The principal objectives of this consultation program are to ensure the affected communities and project developers fully understand and agree on what is required to enable resettled communities and their hosts to restore and improve their livelihoods as they participate in the regional growth that the proposed refinery project will generate.
Consultative events in 2012 included three meetings of the Resettlement Advisory Group, which was formed in 2007 and comprises affected community, government, and project representatives. We also conducted several meetings with local stakeholder groups. Formal agreements are being mutually pursued with such groups to support improvements in local capacity and living conditions.

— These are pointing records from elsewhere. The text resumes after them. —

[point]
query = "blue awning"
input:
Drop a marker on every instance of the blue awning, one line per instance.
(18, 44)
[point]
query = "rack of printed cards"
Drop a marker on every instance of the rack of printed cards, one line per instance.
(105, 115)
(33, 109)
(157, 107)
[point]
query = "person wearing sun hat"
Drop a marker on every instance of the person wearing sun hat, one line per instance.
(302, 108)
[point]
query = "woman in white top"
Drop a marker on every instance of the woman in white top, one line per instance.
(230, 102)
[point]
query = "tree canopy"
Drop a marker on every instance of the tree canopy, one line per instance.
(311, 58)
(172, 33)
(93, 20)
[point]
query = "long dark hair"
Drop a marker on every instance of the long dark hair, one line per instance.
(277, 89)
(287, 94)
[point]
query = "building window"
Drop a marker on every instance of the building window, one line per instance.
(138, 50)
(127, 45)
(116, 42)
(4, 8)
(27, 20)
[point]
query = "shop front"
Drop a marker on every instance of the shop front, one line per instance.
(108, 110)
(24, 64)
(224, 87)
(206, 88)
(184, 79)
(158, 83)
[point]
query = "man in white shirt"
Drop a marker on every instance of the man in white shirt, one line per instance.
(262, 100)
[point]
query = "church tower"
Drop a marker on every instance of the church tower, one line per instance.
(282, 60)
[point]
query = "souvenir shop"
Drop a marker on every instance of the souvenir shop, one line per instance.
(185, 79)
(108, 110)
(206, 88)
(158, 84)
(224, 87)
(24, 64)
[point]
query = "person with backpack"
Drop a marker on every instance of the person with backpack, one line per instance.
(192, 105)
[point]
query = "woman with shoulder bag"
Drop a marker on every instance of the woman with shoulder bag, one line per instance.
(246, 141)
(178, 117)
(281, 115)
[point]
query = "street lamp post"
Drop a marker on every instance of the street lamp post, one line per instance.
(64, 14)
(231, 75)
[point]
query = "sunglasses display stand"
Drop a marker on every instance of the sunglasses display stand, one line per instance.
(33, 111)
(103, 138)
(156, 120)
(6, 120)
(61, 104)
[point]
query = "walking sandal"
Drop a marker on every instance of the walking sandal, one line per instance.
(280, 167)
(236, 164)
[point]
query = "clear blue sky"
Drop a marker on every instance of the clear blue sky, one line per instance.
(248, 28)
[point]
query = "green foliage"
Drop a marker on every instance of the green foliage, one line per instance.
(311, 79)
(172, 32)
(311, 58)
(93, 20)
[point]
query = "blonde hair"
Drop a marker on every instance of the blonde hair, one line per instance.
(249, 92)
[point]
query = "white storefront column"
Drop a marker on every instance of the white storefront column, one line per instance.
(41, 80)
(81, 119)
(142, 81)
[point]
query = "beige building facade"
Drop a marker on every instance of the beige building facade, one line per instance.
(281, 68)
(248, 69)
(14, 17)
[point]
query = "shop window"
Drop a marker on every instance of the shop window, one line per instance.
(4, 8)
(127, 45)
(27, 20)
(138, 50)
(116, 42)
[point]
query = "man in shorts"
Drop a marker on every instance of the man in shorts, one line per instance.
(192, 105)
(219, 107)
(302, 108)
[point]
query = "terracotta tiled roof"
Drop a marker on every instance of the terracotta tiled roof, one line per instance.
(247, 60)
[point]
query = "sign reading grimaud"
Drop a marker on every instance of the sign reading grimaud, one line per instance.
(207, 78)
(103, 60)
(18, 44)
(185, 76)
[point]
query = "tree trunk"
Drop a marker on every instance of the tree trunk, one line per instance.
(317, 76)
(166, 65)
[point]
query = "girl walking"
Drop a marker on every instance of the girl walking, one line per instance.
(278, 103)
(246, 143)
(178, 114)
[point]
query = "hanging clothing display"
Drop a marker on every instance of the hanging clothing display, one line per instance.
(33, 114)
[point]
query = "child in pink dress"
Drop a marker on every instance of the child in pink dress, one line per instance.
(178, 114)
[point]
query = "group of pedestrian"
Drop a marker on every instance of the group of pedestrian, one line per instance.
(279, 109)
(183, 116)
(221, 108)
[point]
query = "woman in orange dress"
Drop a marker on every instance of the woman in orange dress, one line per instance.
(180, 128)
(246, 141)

Topics of the agreements include:
- Improving local literacy;
- Supporting rural electrification pilot programs to enable self-sustaining electricity supplies;
- Support of rural road repairs; and
- Miscellaneous community development initiatives as agreed upon by local community and project representatives, such as installing drinking water wells, improving sanitation, and enabling preventive health.

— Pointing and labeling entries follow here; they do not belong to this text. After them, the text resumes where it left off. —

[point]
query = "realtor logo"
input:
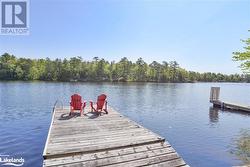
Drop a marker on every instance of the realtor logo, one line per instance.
(14, 17)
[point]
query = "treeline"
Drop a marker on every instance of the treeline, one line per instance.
(76, 69)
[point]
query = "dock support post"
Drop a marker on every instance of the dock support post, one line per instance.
(214, 94)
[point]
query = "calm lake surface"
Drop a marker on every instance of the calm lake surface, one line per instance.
(179, 112)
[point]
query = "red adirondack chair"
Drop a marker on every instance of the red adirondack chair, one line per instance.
(76, 104)
(101, 104)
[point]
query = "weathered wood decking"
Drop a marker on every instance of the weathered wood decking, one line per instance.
(106, 140)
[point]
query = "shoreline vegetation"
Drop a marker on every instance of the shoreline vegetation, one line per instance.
(77, 69)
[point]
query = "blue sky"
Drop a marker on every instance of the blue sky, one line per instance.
(200, 35)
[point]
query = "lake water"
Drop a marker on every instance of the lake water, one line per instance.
(179, 112)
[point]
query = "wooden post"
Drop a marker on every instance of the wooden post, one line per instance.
(214, 94)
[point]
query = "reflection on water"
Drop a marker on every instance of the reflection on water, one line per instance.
(242, 146)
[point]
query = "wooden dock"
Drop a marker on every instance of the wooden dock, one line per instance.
(214, 99)
(106, 140)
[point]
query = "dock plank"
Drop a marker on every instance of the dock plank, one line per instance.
(107, 140)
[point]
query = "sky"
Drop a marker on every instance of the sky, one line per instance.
(199, 34)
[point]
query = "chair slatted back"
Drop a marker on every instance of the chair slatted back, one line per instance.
(76, 101)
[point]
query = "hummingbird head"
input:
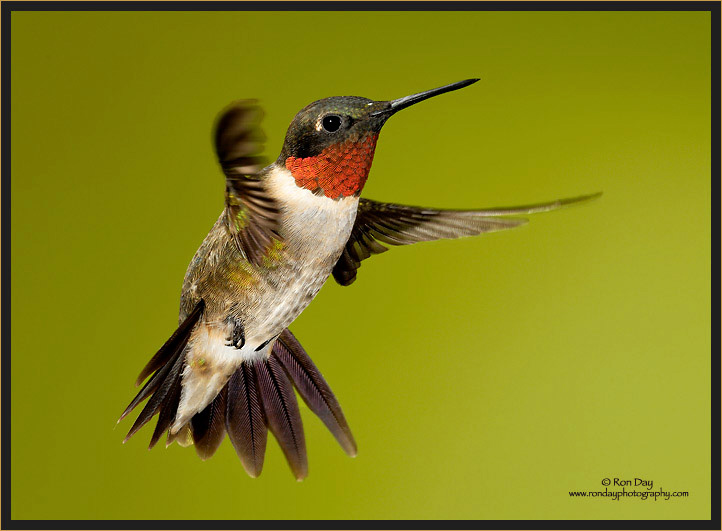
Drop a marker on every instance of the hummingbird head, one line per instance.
(330, 143)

These communities also reached out to the project partners for help when a cholera epidemic struck the area and the government had insufficient resources to fully address the problem. Alcoa Foundation was able to extend treatment and prevention support.
As part of the resettlement process and environmental, social, and health impact assessment, we also conducted baseline community surveys to more fully understand livelihoods, social and health conditions, and attitudes about the project. We will use this information to help structure the project and respective resettlement activities in a manner that is sensitive to community conditions and views.
We are a partner with the Saudi Arabian Mining Company (also known as Ma’aden) in the development and construction of a fully integrated, world-class aluminum complex in the Kingdom of Saudi Arabia. The two companies are closely collaborating in the development of corporate social responsibility strategies for the joint venture, which began initial operations near the end of 2012. During 2012, work began on formulating key performance indicators to guide the establishment of baseline and performance metrics.
Since 2002, we have been engaged in discussions with the government of Brunei Darussalam to establish an aluminum production facility in that country. An outcome of our stakeholder consultation was an understanding that the development of small and medium enterprises is high on the national development agenda.
In support of this, Alcoa and Alcoa Foundation are collaborating with Brunei Darussalam's national Youth Development Centre, the Brunei Economic Development Board, Bank Islam BD, Citi Foundation, and Norway's Petroleum Geo-Services on the Youth Skills Development Program. This two-pronged program is successfully assisting in the development of numerous small businesses and supporting the development of vocational skills that increase the employability of course participants.
Environmental Improvement Plans
Many of our Australian operations work with the local communities to develop environmental improvement plans for each location.
An environmental improvement plan is a public commitment by an operation to continuously improve environmental performance, reduce environmental impacts, and develop more sustainable practices. The plan sets clear targets for improvement and details progress against those targets. It also outlines the methods, processes, and initiatives to achieve agreed upon targets, while providing an overview of operations and improvements accomplished in the past.
Typically, the draft plan is offered by the company for collaborative external review, adjusted in light of that review, and then finalized, signed by participating stakeholders, published, and deployed by the company. The stakeholders monitor our progress in achieving the targets and annually review the plan.
Examples of these plans can be found on our Australian operations website.